警告で決着、上場は維持へ
米ナスダック上場のTON ($1.89)ストラテジー(TON Strategy)が、トンコイン(TON)の購入に関する規則違反を理由にナスダック(NASDAQ)から警告を受けた。TONストラテジーが10月28日に米証券取引委員会(SEC)へ提出した報告書「Form 8-K」によって明らかになった。
報告書によると、TONストラテジーは8月7日、特定の投資家との間で第三者割当増資(PIPEファイナンス)を実施。この取引で普通株式およびプレファンド型ワラントを発行したが、事前に株主承認を得ていなかったことをナスダックが問題視した。
また、取引の完了日に経営陣と取締役会の構成に大きな変更があり、新たに会長が就任。その会長は、関係会社のキングスウェイ・キャピタル・リミテッド・パートナーズ(Kingsway Capital Limited Partners)を通じて、約19.99%の株式と議決権を取得した。ナスダックはこれを実質的な経営権の移転とみなし、株主承認が必要だったと判断した。
さらに、ナスダックは7月31日にTONストラテジーの子会社が締結した、総額約2億7,270万ドル分のトンコイン購入契約についても、必要な株主承認を得ていなかったと指摘した。
この購入はPIPE取引の成立を前提としており、全体の約48.78%がトンコイン取得に充てられていた。これはPIPEファイナンス前の発行済み株式数の数倍に相当するため、ナスダック上場規則5635(a)に基づき株主承認が必要とされた。この規則では、発行株式が発行前の普通株式数または議決権の20%以上となる場合、資産取得を伴う取引について事前の株主承認を義務付けている。
一方でナスダックは、違反はあったものの、TONストラテジーが意図的にコンプライアンスを回避したわけではないと判断。そのため、上場廃止などの厳しい処分は科さず、警告書の発行によって本件を終結することを決定した。
TONストラテジーは、暗号資産TONに特化した財務資産(トレジャリー)戦略への転換を進めており、9月に旧社名のヴァーブ・テクノロジー・カンパニー(Verb Technology Company:VERB)から現名称へ変更した。
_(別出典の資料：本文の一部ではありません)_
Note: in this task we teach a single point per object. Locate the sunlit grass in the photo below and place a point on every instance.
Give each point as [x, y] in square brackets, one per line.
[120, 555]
これに伴い、ティッカーシンボルも「VERB」から「TONX」へ変更され、ナスダック・キャピタル・マーケットでの取引を開始している。
ヴァーブ・テクノロジー・カンパニーは、ソーシャルコマースやAIビデオマーケティング技術を展開していた企業で、AIライブショッピングプラットフォーム「MARKET.live」など複数の事業を運営していた。これらの事業はTONストラテジーに引き継がれるという。
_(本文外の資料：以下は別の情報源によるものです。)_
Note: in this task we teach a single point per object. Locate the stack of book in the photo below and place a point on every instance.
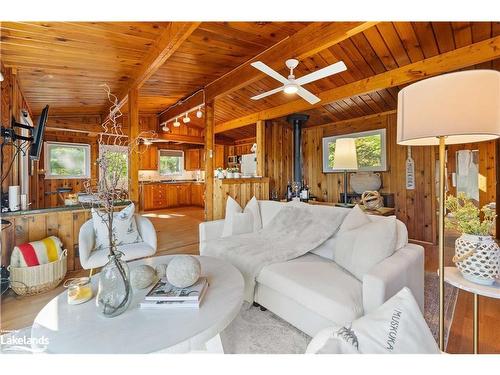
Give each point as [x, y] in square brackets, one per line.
[166, 296]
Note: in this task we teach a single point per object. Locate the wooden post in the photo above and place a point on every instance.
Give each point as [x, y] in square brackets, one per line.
[209, 160]
[261, 147]
[133, 125]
同社は8月4日、キングスウェイ・キャピタルとの提携を発表。上場型TONトレジャリー戦略企業を設立するため、総額5億5,800万ドル(約856.8億円)のPIPE取引を実施した。取引は8月7日に完了し、8月3日付契約に基づき普通株式およびプレファンド・ワラントが発行された。
さらにTONストラテジーは9月、普通株式を最大2億5,000万ドル(約370億円)分まで買い戻す計画を発表。株価が純資産価値(NAV)を下回る場合は自社株買いを行い、割高な場合は新株発行で得た資金をトンコイン購入に充てる方針を示している。